@JonB said in float problem:
Oh!  Is that how it works?!  So my floating point number wants to be made by adding 2 ^ -n values together to be accurately representable? And 1.872 doesn't happen to be.  1.875 does.  I kinda thought the numbers it could represent precisely were "randomly" distributed :)
I hope randomly isn't an example of your hardly conceivable English sarcasm. ;)
But yes, that's how it works, exactly the same as with the decimal. Here's a but of a fuller story:
1.872 in decimal is represented as: 1.872 = 1 * 10^0 + 8 * 10^-1 + 7 * 10^-2 + 2 * 10^-3
The same idea is true for a base 2 number system, however one'd adjust for the base:
1.111 -> 1 * 2^0 + 1 * 2^-1 + 1 * 2^-2 + 1 * 2^-3, which is incidentally 1.875 in decimal.
So that's  what the IEEE standard does explicitly:
Representation is split into 2 parts - exponent and mantissa (significand), that's to say each number is represented as m * 2^p, where m is a fractional part in the range [1; 2)* and an exponent, which is a biased integer** (in reality it's unsigned). The leading bit of the mantissa (the one that's responsible for the 0th power) is implicit and is always assumed to be raised*** (i.e. signifying 1.(...)).
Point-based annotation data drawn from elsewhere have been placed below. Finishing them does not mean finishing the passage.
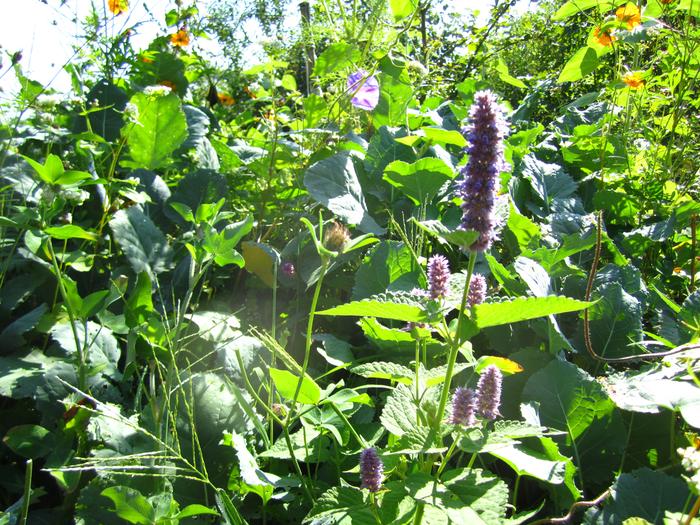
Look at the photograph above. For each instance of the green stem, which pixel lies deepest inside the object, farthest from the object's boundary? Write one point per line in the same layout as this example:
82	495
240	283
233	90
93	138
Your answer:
354	433
309	330
456	343
27	493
This means the following: each bit in the mantissa starting from the higher to lower is a division by 2^n, hence my using of the principal values as a sum (principal values here'd mean the specific bits of the mantissa being 1).
Now if you think about it the multiplication/division by 2 due to the exponent is equivalent to bit-shifts in the mantissa, which is what the FPU does for you when it renormalizes the numbers during calculations. It's always going to try to keep the higher bits in the mantissa raised if possible so you don't lose the precision at the lower end. Incidentally this is also why in reality the FP operations are done in extended registers (typically 2 times larger****) to allow storage of bits that otherwise'd be lost to be shifted back after normalization; truncation is done at the very end.
* Realistically it's in the range [0.5, 1.0) but for simplicity we roll with a somewhat "wrong" representation.
** It's biased for a specific reason, so when its bits are all 0 the value is the minimum the integer can represent and thus it's implying a denormal FP number.
*** Except when representing a denormal, then the exponent's raw value is 0 (representing the minimum possible value after debiasing) and thus the mantissa is fully explicit. Denormals are a special case to represent numbers very close by absolute value to the zero. The IEEE standard allows this for one specific purpose - to represent numbers that it'd otherwise couldn't in the normalized representation, however loss of precision is traded off for that. (i.e. the leading zeroes in the mantissa are the number of bits of precision lost).
**** In fact some of the operations are done iteratively with infinite precision and renormalized on the fly doing so until the required truncated precision is acquired. One such example is the FMA instruction (std::fma).